浦添市内には、9基の「おもろの碑」が建てられています。そのうちの「仲間交番前の碑」「浦添カルチャーパークの碑」「屋富祖公民館の碑」を訪ねました。「おもろ」は、「思い」と同源の語で,神に申し上げる,「神の歌」の意、 沖縄の古代歌謡、古代琉球人の民俗・信仰・労働などを歌った幅の広い叙事詩です(大辞林第三版)。「碑文」「対訳・説明」は摩耗し、読みにくいのですが、できるだけ読み、転記したいと思います。

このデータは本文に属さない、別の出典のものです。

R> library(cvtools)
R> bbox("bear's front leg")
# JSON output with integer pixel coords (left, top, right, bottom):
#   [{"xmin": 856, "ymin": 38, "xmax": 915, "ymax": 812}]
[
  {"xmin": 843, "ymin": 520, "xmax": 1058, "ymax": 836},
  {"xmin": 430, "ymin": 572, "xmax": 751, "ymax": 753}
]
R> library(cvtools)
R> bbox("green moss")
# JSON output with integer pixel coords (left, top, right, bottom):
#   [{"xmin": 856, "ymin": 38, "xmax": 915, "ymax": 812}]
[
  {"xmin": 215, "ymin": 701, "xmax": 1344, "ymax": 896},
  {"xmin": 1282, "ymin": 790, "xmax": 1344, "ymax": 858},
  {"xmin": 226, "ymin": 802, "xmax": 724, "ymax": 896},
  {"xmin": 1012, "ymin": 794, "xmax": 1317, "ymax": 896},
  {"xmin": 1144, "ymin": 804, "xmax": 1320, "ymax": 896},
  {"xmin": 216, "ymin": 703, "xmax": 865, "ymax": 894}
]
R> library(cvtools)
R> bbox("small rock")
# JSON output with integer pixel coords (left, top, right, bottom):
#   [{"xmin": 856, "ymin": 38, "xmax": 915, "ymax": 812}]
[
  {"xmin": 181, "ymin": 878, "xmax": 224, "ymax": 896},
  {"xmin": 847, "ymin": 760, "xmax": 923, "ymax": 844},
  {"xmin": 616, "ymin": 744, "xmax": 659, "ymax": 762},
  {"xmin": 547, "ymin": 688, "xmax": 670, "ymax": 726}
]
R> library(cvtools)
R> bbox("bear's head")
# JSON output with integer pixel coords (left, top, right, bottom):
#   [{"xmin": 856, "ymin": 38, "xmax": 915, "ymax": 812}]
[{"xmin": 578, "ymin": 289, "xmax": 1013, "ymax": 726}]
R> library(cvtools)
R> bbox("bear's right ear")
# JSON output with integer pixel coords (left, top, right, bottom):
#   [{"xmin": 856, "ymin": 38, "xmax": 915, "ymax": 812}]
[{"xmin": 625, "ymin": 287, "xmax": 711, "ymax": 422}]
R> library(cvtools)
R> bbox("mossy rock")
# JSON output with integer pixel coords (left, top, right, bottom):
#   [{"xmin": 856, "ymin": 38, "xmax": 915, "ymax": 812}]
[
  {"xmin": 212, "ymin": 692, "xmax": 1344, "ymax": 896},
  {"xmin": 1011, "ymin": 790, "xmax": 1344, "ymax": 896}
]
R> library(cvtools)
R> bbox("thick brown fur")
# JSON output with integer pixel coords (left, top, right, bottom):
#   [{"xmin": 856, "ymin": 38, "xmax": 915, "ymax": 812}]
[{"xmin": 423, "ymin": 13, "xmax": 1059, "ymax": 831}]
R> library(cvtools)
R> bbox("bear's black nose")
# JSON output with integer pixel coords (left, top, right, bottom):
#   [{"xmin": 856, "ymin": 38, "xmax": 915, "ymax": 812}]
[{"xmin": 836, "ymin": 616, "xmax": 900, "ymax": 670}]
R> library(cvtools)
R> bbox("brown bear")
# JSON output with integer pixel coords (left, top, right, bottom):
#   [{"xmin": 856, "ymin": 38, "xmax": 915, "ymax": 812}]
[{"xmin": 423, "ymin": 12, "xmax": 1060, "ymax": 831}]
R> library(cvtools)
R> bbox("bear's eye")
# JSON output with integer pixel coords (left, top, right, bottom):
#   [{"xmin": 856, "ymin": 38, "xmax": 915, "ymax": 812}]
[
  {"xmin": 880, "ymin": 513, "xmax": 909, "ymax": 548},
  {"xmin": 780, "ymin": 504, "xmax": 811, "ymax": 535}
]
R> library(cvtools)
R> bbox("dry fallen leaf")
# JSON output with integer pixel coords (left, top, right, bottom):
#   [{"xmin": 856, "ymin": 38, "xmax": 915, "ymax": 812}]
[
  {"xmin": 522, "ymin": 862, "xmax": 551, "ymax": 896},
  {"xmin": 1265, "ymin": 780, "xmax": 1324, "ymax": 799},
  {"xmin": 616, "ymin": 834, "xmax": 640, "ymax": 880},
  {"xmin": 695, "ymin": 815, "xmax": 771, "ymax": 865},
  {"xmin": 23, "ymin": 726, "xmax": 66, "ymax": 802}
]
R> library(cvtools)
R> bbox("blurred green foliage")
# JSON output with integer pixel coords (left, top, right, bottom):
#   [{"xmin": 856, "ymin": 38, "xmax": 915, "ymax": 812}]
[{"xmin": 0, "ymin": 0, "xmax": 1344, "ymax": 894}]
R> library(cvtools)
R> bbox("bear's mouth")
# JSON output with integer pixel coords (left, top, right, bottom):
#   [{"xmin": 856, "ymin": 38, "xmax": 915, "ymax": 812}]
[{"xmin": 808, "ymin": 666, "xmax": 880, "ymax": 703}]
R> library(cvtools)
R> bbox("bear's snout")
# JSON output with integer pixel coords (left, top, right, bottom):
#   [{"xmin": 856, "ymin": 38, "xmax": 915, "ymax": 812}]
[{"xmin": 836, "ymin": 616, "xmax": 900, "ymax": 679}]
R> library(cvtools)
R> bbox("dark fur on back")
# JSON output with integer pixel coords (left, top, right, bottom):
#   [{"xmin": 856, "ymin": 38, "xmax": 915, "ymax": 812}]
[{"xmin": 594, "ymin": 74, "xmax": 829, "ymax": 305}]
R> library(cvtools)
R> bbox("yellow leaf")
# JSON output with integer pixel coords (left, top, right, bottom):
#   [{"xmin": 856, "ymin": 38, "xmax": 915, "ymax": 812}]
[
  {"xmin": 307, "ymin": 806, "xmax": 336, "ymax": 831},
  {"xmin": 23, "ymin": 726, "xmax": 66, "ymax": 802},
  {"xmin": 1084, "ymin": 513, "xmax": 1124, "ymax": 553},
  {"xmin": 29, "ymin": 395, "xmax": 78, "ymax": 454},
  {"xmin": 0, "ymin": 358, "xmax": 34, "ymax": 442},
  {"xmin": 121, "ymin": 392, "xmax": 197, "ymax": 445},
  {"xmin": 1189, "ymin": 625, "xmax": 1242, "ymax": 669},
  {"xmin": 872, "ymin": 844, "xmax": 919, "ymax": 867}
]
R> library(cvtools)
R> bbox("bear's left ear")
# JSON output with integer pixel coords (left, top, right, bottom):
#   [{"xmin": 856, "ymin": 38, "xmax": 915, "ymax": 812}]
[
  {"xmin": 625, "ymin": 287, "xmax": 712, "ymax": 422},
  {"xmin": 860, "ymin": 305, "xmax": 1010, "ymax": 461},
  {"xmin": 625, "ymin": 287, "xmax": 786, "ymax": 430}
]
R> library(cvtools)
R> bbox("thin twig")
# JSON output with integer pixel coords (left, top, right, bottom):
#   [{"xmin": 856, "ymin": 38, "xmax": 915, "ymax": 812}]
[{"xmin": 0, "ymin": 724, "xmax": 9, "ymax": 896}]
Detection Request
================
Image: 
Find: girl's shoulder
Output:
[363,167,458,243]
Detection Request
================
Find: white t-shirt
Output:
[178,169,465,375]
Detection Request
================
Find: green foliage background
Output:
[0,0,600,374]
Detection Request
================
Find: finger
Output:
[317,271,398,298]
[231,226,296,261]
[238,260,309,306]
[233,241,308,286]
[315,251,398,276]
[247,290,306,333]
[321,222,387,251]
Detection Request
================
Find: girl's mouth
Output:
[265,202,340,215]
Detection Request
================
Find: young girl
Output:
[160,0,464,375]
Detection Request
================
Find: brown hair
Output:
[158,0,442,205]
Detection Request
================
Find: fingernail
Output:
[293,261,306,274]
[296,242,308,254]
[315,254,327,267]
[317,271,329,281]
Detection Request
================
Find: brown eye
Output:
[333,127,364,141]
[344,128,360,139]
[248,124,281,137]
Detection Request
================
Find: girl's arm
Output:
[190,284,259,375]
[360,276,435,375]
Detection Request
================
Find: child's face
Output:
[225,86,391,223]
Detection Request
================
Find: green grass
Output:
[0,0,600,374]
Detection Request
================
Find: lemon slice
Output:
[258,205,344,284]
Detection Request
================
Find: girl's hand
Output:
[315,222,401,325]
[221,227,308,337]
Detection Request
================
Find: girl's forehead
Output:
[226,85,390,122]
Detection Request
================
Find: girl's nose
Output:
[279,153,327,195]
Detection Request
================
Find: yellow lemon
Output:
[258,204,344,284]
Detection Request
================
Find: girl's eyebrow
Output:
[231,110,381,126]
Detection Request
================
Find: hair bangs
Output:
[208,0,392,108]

参照(浦添の歴史を探る|おもろの碑 http://history.urasoeshikankou.jp/omoro.html)
01-0214 仲間交番前
02-0214 仲間交番前の碑
03-0214 仲間交番前の碑
04-0214 仲間交番前の碑
【対訳】 浦添の根国 永遠に積もる黄金 浦添にこそ 渡嘉敷の真国
【解説】 古い沖縄の神歌を集めた書物 おもろそうし の中に登場するもので、浦添の繁栄を讃えた一首です。「浦添はいつまでも、黄金がたまるほどの繁栄が続く。これほどの栄華は浦添にしか見られない」と述べています。根国・真国は浦添の土地をほめた使い方。渡嘉敷は、浦添の古称としてオモロでよく使われます。古い時代、浦添は渡嘉敷と呼ばれていたが、やがて琉球の政治的な中心となったために、「うらおそい」(津々浦々を支配する土地)という名前に変わった、とする意見が有力です。
05-0214 浦添カルチャーパーク
06-0214 浦添カルチャーパーク
07-0214 浦添カルチャーパークの碑
08-0214 浦添カルチャーパークの碑
09-0214 浦添カルチャーパークの碑
【対訳】 浦添は 浦添には 神酒がある 酒がある 多謝 多謝 今日は 今日は 世寄せによの方を招き 渡嘉敷は 渡嘉敷には 酒がある 神酒がある
【解説】 古琉球の時代にうたわれたオモロ(神歌)を集めた書物おもろそうしに登場する歌の一つです。浦添には酒が満ちあふれている、その豊かさに感謝して、今日は酒宴を開こうではないか、という意味になります。酒が多いのは、生産の盛んな豊かな土地だという自慢なのです。「世寄せによ」は、幸福を招く人の意味で、浦添城に君臨する指導者のことを指しているのでしょう。渡嘉敷は浦添の別称です。明るく、おおらかな気分でうたわれた浦添賛歌です。
10-0214 屋富祖公民館
11-0214 屋富祖公民館拝所のガジュマル
12-0214 屋富祖公民館の碑
13-0214 屋富祖公民館の碑
14-0214 屋富祖公民館の碑
【対訳】 親富祖の大親 大屋子の貢租 上り行けば 太陽(王)は誇り給いて 又吉の大親 大屋子の棒物 今日の良かる日に 大屋子の棒物 今日の輝ける日に
【解説】 このオモロは親富祖の大親、又吉の大親と呼ばれる村の役人が、王に献上物を届ける状況を詠んだものです。この場合の「王は浦添グスクに君臨した人物、あるいは首里城の王様のことでしょう。親富祖のムラは一七世紀に廃止され屋富祖村に吸収されたと推定されます。屋富祖を直接詠んだオモロではないことから、このオモロが屋富祖にかかわる唯一のものです。